December 23, 2014 by Brett Wilkins in Europe, War with 0 Comments
Lyubov Lavrynenko heads a team of UNICEF volunteers who look after children displaced by the conflict in eastern Ukraine. (Photo: UNICEF)

Lyubov Lavrynenko heads a team of UNICEF volunteers who look after children displaced by the conflict in eastern Ukraine. (Photo: UNICEF)

Children in war-torn areas of eastern Ukraine are facing an “extremely serious” situation as the conflict there continues into winter’s deep freeze.

UNICEF, the United Nations children’s agency, said more than 1.7 million Ukrainian children face grave dangers as a result of the ongoing fighting, which has displaced more than 1 million people since March. Of these, some 130,000 are children. At least 44 children have been killed during the course of the war.

“Children continue to bear the brunt of this conflict, with schooling disrupted and access to basic services limited,” said Marie-Pierre Poirier, UNICEF regional director for Central and Eastern Europe and Central Asia.

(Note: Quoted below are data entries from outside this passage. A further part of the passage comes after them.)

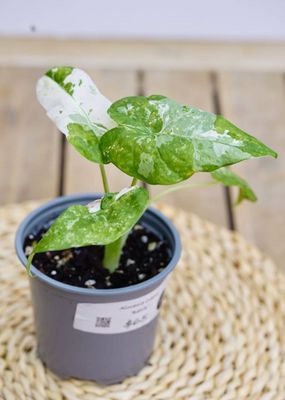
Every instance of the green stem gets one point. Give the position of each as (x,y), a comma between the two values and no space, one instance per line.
(113,253)
(180,187)
(104,178)
(134,181)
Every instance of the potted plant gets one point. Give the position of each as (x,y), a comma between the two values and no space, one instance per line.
(99,262)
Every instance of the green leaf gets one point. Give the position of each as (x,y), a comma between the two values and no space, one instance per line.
(85,142)
(93,224)
(163,142)
(77,108)
(229,178)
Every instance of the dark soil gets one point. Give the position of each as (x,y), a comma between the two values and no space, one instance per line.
(144,256)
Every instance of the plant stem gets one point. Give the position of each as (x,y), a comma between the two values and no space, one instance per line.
(104,178)
(112,254)
(180,187)
(134,181)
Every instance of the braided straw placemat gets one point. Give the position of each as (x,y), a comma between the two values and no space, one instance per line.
(221,333)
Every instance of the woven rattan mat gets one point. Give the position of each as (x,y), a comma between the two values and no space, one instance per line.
(221,333)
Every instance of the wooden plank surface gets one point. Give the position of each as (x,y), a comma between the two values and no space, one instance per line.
(82,175)
(193,88)
(29,145)
(256,102)
(143,54)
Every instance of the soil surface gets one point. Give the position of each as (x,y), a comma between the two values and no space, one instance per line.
(144,256)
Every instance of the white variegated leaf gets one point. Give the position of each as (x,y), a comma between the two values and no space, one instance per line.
(76,106)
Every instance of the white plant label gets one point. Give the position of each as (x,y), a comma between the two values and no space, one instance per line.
(118,317)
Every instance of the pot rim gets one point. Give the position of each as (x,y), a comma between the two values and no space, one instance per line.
(19,239)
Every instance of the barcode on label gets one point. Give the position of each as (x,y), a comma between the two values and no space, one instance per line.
(103,322)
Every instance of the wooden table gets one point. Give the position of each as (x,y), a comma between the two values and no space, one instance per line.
(243,82)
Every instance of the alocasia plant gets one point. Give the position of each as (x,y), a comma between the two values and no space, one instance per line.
(153,139)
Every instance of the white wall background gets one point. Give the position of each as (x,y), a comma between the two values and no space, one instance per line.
(253,20)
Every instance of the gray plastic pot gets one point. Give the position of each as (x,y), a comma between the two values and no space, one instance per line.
(71,342)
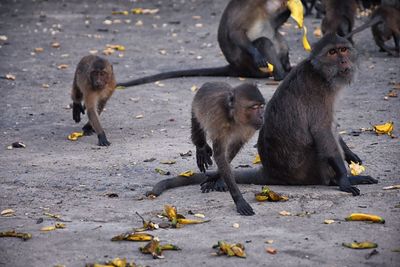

“Some are witness to violent fighting and shelling,” she continued. “We remind all parties to the conflict in Ukraine to ensure all children are protected from the ongoing violence.”

“Extremely harsh winter conditions have made the impact of the crisis more acute,” Poirier added.

Many of those forced from their homes lack access to safe drinking water, sanitation and schools. According to UNICEF, the fighting has resulted in the closure of 147 schools in Donetsk Oblast alone. In government-controlled areas, 187 schools have been damaged or destroyed.

UNICEF says it needs $32.4 million to adequately address the current emergency affecting 600,000 Ukrainian children and their families. This amount would pay for education, health care and access to safe drinking water and hygiene supplies. It has raised $9.4 million.

“[We are] grateful for contributions received to date. We call for urgent support to help UNICEF and partners to scale up our response to meet these children’s critical needs,” said Poirier.

Ukrainian government forces have been battling pro-Russia separatists and some Russian troops since April, after a Russian invasion in support of the rebels resulted in Moscow’s annexation of Crimea.

A September ceasefire hammered out in Minsk, Belarus has collapsed, with fighting once again raging at pre-truce levels. At a televised briefing on Friday, Ukrainian military spokesman Andriy Lysenko said that five government troops had been killed and seven others wounded in the past 24 hours.